昨日は,都内49市区の「子育て期における人口増加率地図」をご覧いただきましたが,1都3県にまで射程を広げた首都圏版をつくってみましたので,展示しようと思います。
子育て期における人口増加率とは,20代後半から30代前半にかけての増加率を意味します。2008年1月の25~29歳人口と,2013年1月の30~34歳人口を照合して計算しました。参照したのは以下の資料です。
・埼玉県:『埼玉県町(字)別人口調査』
http://www.pref.saitama.lg.jp/site/a009/
・千葉県:『千葉県年齢別・町字別人口』
http://www.pref.chiba.lg.jp/toukei/toukeidata/nenreibetsu/index.html
・東京都:『住民基本台帳による東京都の世帯と人口』
http://www.toukei.metro.tokyo.jp/juukiy/jy-index.htm
・神奈川県:『神奈川県年齢別人口統計調査』
http://www.pref.kanagawa.jp/cnt/f11000/
神奈川県の資料は,各年4月時点の人口が掲載されていますので,当県の自治体は,2008年と2013年の4月時点の人口比較によります。他の3都県は,1月時点の比較です。
都内の中央区でみると,2008年1月の25~29歳人口は9,477人(a)ですが,5年後の2013年1月の30~34歳人口は14,034人(b)にまで膨れ上がっています。増加率にすると,+48.1%にもなります。計算式は,<(b-a)/a >です。
1都3県に視界を広げた場合,この増加率を上回る自治体はあるでしょうか。首都圏242市区町村の増加率を同じやり方で出し,マッピングすると,下図のようになります。

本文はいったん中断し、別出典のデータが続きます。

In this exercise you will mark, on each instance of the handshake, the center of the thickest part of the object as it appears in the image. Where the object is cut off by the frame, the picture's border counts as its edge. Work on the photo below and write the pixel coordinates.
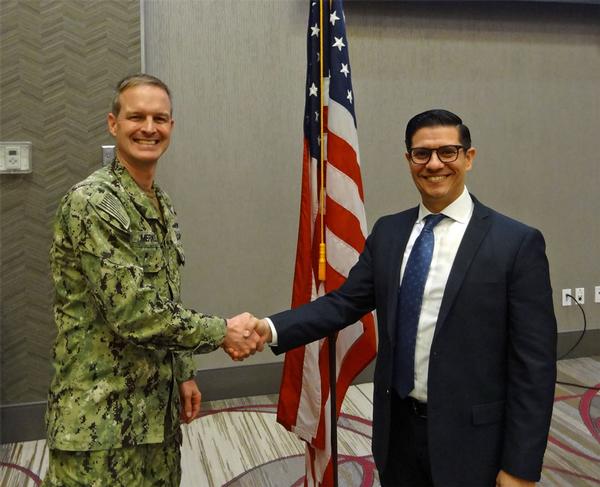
(245, 335)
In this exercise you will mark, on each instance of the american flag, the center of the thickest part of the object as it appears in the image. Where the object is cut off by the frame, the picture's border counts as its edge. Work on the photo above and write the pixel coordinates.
(304, 402)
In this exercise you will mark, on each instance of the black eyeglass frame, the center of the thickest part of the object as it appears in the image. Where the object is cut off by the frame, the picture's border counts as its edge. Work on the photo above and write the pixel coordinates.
(431, 151)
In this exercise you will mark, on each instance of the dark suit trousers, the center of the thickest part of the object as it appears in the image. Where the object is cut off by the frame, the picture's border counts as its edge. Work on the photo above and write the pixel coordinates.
(408, 456)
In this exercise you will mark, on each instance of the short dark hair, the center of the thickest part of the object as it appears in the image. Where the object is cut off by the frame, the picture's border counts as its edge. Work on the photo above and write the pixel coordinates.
(437, 118)
(136, 80)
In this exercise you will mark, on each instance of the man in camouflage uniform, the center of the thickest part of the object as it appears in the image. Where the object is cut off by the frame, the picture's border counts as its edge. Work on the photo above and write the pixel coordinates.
(124, 374)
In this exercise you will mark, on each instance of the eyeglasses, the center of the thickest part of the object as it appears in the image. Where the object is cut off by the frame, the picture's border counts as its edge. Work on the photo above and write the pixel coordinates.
(446, 154)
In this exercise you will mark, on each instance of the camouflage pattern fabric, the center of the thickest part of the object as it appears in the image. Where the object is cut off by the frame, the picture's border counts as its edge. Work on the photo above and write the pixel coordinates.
(124, 339)
(154, 465)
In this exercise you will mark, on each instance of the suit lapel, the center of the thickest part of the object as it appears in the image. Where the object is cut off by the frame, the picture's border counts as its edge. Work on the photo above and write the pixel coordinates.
(476, 231)
(399, 240)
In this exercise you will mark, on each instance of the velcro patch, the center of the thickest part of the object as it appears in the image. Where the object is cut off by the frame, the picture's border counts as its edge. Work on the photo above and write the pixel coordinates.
(111, 205)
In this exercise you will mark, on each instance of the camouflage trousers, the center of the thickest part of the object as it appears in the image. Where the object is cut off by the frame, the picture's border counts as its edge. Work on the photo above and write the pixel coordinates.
(152, 465)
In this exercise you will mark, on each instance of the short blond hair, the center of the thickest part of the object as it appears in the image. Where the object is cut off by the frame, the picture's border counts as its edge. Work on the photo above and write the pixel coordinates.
(136, 80)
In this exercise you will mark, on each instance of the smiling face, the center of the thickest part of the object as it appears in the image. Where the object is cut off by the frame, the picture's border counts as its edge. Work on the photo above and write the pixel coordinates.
(440, 184)
(142, 128)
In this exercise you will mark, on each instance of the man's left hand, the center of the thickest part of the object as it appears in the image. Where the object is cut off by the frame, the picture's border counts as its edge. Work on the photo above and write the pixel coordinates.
(190, 397)
(504, 479)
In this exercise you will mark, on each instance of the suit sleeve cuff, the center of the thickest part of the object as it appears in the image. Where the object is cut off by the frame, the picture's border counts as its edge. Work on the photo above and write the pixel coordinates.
(273, 342)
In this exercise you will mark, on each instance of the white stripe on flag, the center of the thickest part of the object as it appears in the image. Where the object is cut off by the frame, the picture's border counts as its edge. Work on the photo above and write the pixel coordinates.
(309, 407)
(341, 123)
(340, 255)
(343, 190)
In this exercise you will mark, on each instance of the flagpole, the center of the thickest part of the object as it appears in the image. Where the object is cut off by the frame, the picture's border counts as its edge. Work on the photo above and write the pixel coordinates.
(333, 401)
(331, 342)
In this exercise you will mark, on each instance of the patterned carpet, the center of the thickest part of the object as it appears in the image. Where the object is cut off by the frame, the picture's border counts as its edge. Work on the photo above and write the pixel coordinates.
(237, 443)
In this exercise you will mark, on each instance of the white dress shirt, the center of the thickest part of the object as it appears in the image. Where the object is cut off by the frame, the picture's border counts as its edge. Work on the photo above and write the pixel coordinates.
(447, 236)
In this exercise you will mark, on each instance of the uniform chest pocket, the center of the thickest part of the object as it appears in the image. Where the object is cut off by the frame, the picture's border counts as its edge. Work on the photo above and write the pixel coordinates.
(148, 252)
(151, 259)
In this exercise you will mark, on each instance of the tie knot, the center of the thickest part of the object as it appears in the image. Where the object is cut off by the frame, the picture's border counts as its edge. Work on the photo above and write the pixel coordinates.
(432, 220)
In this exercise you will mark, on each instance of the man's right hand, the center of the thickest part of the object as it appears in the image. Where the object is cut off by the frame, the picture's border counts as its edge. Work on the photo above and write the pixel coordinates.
(241, 339)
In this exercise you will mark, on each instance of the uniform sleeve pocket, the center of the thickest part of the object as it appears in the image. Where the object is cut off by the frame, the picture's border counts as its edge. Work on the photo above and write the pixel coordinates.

全体的にみると,子育て期にかけて人口が減っている地域が多くなっています。242市区町村のうち,133の地域が白色か薄い緑色です。
それ以外は人口が増えた地域ですが,増加率が5%を超える濃い緑色は,都心もしくはその近辺に多いですねえ。前回も書きましたが,子どもができたら家庭の時間を長く持ちたいということで,通勤時間が短くなる都心に移り住む,ということでしょうか。あるいは,早期受験なども見越してのことか。
しかるに,都心か周辺部かという,地域ロケーションが決定的かというと,そうではありません。濃い緑色は,都心から離れたゾーンにも点在しています。その中には,町村もあり。
ここにて,子育て期における人口増加率が高い地域の顔ぶれをみてみましょう。やや飛躍していうなら,子育てに選ばれている地域はどこかです。20代後半から30代前半にかけての増加率が10%を超える地域を一覧表にしてみました。高い順に並べています。
首都圏全体でみても,トップは中央区です。ほか,都心かその近辺の市区が多く名を連ねています。千葉県の流山市がありますが,当市はホームページのトップで「母になるなら流山・父になるなら流山」とうたっています。さぞ充実した子育て施策を実施しているのでしょう。
http://www.city.nagareyama.chiba.jp/index.html
なお,表の中には郡部(町村)も含まれており,神奈川県の開成町は14.9%の増です。この町のホームページをみると,「子育て支援センター,のびのび子育てルーム,チビッ子らんど,地域育児センター」などを通した育児支援を実施しているようですが,そうした実践の賜物でしょうか。
上表に掲げられた自治体の子育て施策一覧表をつくってみるのも一興ではないでしょうか。保育に関心のある学生さん,卒論のテーマになりかもしれませんよ。